The Federal Reserve is going to stop throwing punches, but it’s not about to cut interest rates even as signs of fragility in the financial sector emerge, says leading fund manager BlackRock.
In a note from the BlackRock Investment Institute, the fund manager says the Fed, and other central banks, have made clear that banking troubles wouldn’t stop them from hiking interest rates.
The European Central Bank hiked rates by a half point following the collapse at SVB Financial, and the Federal Reserve went through with a quarter-point increase, an move matched by the Bank of England. Even the Swiss National Bank made a half-point increase after rescuing Credit Suisse.
“That damage is now front and center – central banks are finally forced to confront it.
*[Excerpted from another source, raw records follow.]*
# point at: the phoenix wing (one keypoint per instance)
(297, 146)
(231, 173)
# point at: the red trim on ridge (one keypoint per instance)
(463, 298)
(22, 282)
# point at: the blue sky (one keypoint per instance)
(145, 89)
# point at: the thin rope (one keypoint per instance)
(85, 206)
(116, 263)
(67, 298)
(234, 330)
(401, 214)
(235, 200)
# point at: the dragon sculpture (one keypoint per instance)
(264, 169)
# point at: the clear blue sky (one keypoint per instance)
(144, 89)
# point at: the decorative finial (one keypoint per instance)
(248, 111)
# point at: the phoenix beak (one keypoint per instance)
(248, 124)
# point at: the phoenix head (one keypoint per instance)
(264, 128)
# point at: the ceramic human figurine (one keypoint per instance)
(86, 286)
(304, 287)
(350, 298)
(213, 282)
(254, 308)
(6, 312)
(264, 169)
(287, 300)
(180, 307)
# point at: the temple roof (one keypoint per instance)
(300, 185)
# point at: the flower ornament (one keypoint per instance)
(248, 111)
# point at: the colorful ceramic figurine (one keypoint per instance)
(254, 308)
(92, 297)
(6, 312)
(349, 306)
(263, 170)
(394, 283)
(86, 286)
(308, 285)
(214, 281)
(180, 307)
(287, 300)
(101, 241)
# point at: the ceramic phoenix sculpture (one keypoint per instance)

We think this means they are set to enter the new phase of curbing inflation that we’ve been flagging. We see major central banks moving away from a ‘whatever it takes’ approach, stopping their hikes and entering a more nuanced phase that’s less about a relentless fight against inflation but still one where they can’t cut rates.”
The fund manager doesn’t expect the Fed to be successful in fighting inflation in the absence of a deep recession. It recommends inflation-linked bonds over their nominal peers, and says “very short-term” government paper is attractive for income given the potential for the market to price out rate cuts quickly.
The yield on the 2-year Treasury TMUBMUSD02Y, 4.014% rose above 4% on Tuesday after yielding as low as 3.55% last week.